Comprender por qué en Japón la vida laboral se rige por la lealtad extrema, la visión colectiva, el estigma hacia el fracaso y la presión constante de la disciplina, exige mirar al mito samurái y a su Bushidó, el código moral del guerrero que impregnó de justicia, coraje, compasión, respeto, honestidad y honor no sólo a los soldados, sino a toda la sociedad. Entender por qué los británicos veneran a su monarquía requiere explorar el mito de la corona como continuidad sagrada, garante de estabilidad e identidad nacional. Y comprender por qué en Estados Unidos la meritocracia ocupa un lugar tan central supone escarbar en el mito del Sueño Americano, esa promesa de que cualquiera, con esfuerzo, puede alcanzar el éxito y la prosperidad.
Analizar la mitología mexicana es, como lo diría Juan Miguel Zunzunegui, una sesión de «psicoterapia colectiva». En su libro «Los mitos que nos dieron traumas», deshoja las creencias con las que hemos construido el ser mexicanos. Sostiene, y estoy muy de acuerdo con él, que esos relatos fundacionales son un lastre para el desarrollo del país.
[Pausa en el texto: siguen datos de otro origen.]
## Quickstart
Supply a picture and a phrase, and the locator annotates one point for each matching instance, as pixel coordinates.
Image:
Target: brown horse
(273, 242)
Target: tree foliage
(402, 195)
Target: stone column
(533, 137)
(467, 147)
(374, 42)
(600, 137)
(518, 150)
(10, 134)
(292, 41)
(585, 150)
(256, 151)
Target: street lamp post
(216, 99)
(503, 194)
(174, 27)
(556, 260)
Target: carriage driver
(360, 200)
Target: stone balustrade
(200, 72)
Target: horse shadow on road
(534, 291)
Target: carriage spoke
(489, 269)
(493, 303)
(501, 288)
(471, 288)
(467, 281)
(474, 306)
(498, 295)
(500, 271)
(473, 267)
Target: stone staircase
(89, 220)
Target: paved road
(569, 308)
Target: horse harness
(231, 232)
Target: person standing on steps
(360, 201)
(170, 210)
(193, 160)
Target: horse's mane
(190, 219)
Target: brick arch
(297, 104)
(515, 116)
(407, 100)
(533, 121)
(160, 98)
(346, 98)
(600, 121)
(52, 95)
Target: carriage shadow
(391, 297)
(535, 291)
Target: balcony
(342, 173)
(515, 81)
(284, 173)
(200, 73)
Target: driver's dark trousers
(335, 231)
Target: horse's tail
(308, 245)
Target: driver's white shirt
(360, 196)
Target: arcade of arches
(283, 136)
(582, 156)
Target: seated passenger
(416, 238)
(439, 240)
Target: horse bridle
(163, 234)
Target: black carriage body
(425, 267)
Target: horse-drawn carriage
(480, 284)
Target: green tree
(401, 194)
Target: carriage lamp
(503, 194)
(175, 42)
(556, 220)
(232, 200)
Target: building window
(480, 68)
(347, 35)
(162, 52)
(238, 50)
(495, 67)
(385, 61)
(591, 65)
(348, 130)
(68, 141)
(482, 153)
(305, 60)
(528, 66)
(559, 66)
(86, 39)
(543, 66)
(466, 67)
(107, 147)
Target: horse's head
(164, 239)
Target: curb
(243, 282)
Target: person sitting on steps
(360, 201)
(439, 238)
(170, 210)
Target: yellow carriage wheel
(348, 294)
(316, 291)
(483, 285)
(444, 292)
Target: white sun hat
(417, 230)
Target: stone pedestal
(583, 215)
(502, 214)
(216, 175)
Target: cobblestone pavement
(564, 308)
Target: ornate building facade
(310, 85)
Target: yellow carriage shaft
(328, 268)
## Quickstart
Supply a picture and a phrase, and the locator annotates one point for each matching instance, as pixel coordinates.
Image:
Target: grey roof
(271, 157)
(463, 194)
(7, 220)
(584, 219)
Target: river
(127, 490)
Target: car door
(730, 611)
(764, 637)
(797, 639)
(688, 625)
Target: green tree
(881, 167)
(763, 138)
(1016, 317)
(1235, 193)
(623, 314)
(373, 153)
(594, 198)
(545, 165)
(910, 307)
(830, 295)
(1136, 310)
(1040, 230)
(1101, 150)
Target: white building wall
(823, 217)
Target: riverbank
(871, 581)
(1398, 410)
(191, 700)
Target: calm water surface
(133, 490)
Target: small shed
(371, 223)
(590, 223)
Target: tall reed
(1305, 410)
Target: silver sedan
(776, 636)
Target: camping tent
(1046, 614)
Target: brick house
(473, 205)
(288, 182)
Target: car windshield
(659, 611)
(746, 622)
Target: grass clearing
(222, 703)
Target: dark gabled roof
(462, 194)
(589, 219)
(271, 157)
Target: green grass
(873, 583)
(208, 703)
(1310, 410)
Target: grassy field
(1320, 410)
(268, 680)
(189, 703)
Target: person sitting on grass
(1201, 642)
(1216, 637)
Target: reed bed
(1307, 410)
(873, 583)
La mitología que nos enseñan de la Conquista retrata una nación de grandes virtudes y saberes, violada por el extranjero malvado e invasor. El disparate de solicitar a España una disculpa por aquellos hechos sirve a la perfección para agrandar nuestro sentido de victimización. De este sentido de profanación surge el «síndrome de Masiosare», tendencia a culpar a un enemigo externo, pese a que el obstáculo verdadero es interno. Y qué decir del mito de la Malinche, que hace de la madre del mestizaje una traidora.
Nuestros mitos nos dan patria, pero también nos condicionan. Son como instrucciones invisibles, con manifestaciones tangibles: desde el Himno Nacional hasta el discurso político contemporáneo donde, dependiendo de la ideología, se acentúan ciertos aspectos en aras de un fin, generalmente dominación y poder.
Zunzunegui no sólo diagnostica; propone una terapia cultural. Sugiere romper con el victimismo, abrir el pasado al cuestionamiento y despertar de un letargo narrativo donde el mexicano deje de verse como heredero de tragedias y traiciones, para verse como artífice de su futuro. Esto implica una reingeniería de mitos.
En este punto conviene preguntarnos: ¿qué hacen otras culturas con sus mitos? Los británicos han sabido reciclar los relatos de Arturo o Robin Hood para darles una función identitaria que acompaña al presente; los japoneses convirtieron el Bushidó en disciplina social que hoy permea empresas y escuelas; los estadounidenses actualizaron el Sueño Americano al lenguaje de Silicon Valley y las startups. En México, en cambio, solemos cargar los mitos como si fueran lápidas: nos pesan más de lo que nos inspiran.
La mitología debería ser un trampolín, no un yugo. Somos herederos de símbolos poderosísimos: la Virgen de Guadalupe como madre protectora, el águila y la serpiente como destino compartido, los Niños Héroes como memoria de sacrificio. El problema no es que existan, sino que hemos permitido que se conviertan en engrudo en lugar de lubricante. Necesitamos nuevas narrativas que no nieguen la herida, pero que la resignifiquen. Que la Malinche deje de ser traidora y se le reconozca como madre de la mezcla, que la Revolución se entienda no como nostalgia congelada sino como impulso a la justicia social pendiente, que «Masiosare» deje de ser excusa y se vuelva espejo.
Como decía Joseph Campbell, «los mitos son los sueños colectivos de una cultura». México debería despertar de sus pesadillas y empezar a soñar con futuro.